Research of Marin’s high-end rental market by Foundation Homes International (FHI), a property management and real estate firm based in Kentfield, found that from 2015 to 2017, single family housing rents across the board in Marin were up 3.45 percent, while in the $8,000 per month and higher category, the increase was 10.46 percent.
“The general view of Marin is that it is expensive and getting increasingly so. What we found is that the county cannot be viewed as a single rental market, either by geography or by price category,” said Christopher Barrow, co-founder of FHI along with his wife, Darcy.
The Barrows specialize in high-end single family home rentals that go for $5,000–$10,000 per month, and FHI has than $100 million in residential real estate assets under management in the county.
“People who live in Marin have very specific criteria, and they are both willing to pay for it and to take their time until they find what they want.” Barrow said. “There is high demand in specific ZIP codes for specific types of homes and, like the sales market, relatively low inventory.”
The majority of the high-end rentals are in central and southern Marin, closer to San Francisco.
Why rent an expensive home instead of buying one?
“There are a number of factors, but it’s primarily driven by lifestyle and desire for flexibility,” Barrow said. Also, “When you consider property taxes and a mortgage on a multi-million dollar home, renting is also more attractive.”
About 80 percent of rents seek proximity to a quality school then things like granite counter tops, hardwood floors, and recessed lighting. Thirdly, they consider size.
So, who is doing the renting? It’s those who may have sold their home and are waiting for the next opportunity, or a business owner who may be investing money in the business now, intending to buy down the road, or employees who have moved across the country to take a job with the company is subsidizing their rent.
Many who are new to the Bay Area experience sticker shock.
“It’s our job to educate them on the market in the Bay Area,” Barrow said.
Also a factor is the higher incomes people are make in the Bay Area.
“The high prices are just numbers to them,” Barrow said. “For people who are very tuned in to their financial situation, renting is not a practical investment of money but their (level of) lifestyle drives it, and they are just going to have to pay for it.”
Barrow compared it to driving an electric car versus paying for a high-end luxury car with all the amenities.
“It’s all in how you want to arrive.”
The FHI report also found that the average days on market for rentals in this geographic area increased from 43 to 57 days from 2015 to 2017, indicating that while prices were slightly higher, it took longer to fill vacancies last year than the two previous years.

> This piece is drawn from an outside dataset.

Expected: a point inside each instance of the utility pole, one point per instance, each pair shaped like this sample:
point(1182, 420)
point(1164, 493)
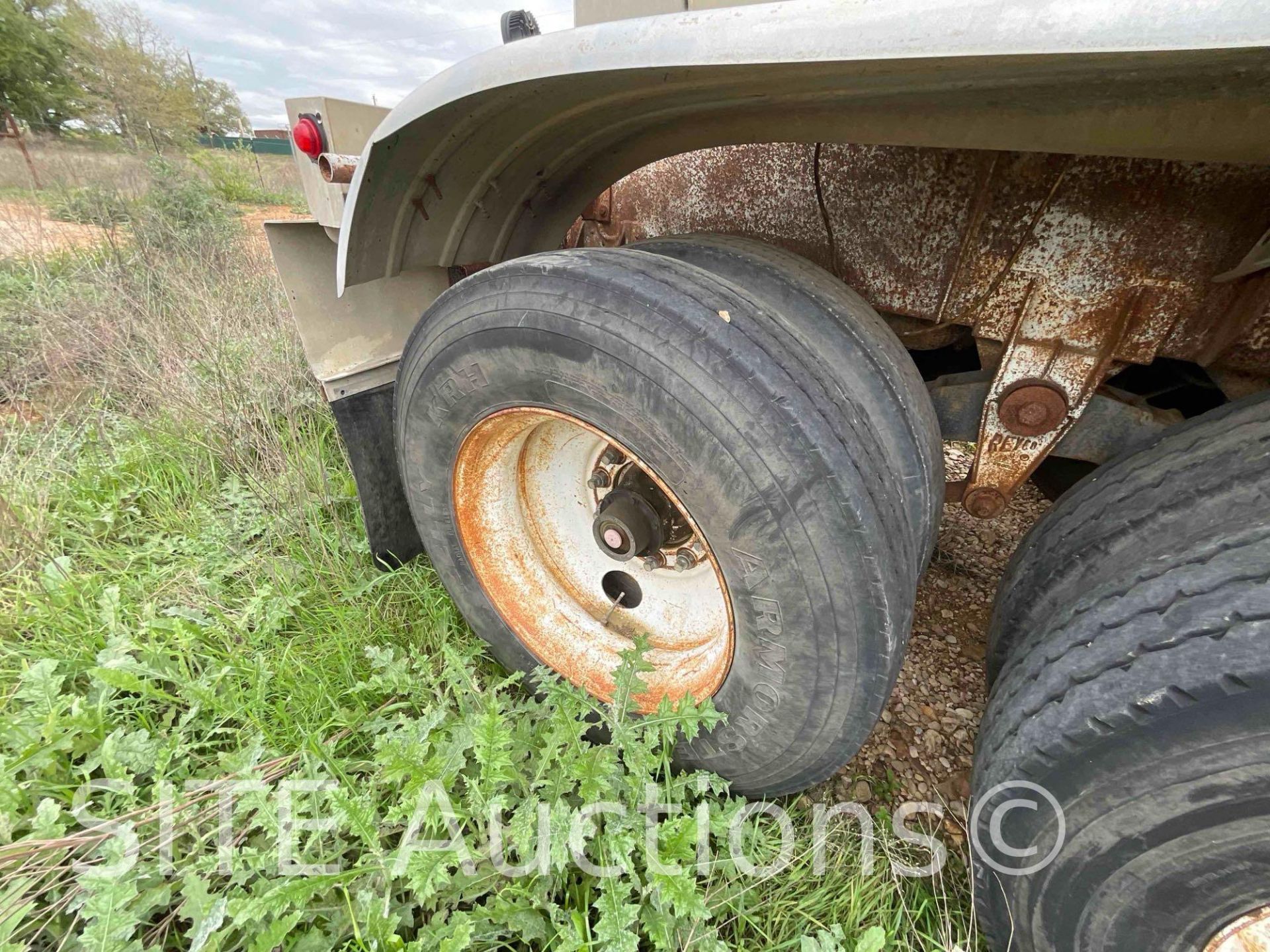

As high-end property managers, the Barrows run into situations that require special handling.
“After 13 years in the real estate business we noticed a need in the market for high end service with a whole different set of needs,” Darcy Barrow said.
One thing owners need to understand is that renters are paying a lot of money and expect a lot for it.
“There is an emotional currency for the property owner. They are turning a precious asset into a rental. It’s their home, with memories. And those owners tend to micromanage. They are accidental landlords who didn’t necessarily buy the home to rent it,” Chris Barrow said.
Owners might rent it for various reasons that include extensive travel, like setting up a business in another state.
“One man from China bought a house here when mortgage rates were low, knowing he would be moving here in a few years,” Barrow said.
One owner had a dishwasher that acted up. When the renters complained, the owner said his solution was to give it a kick.
High-end renters don’t want to have to kick the dishwasher, however, Barrow said.
“Our job is to educate owners for a viable place in the marketplace, to convey to the owner they need to deliver what the renter is paying for,” he said.
On the other end, they need to educate renters that renting a home is different than renting an apartment.
“There is no super in the building. We do coddling and hand holding,” he said.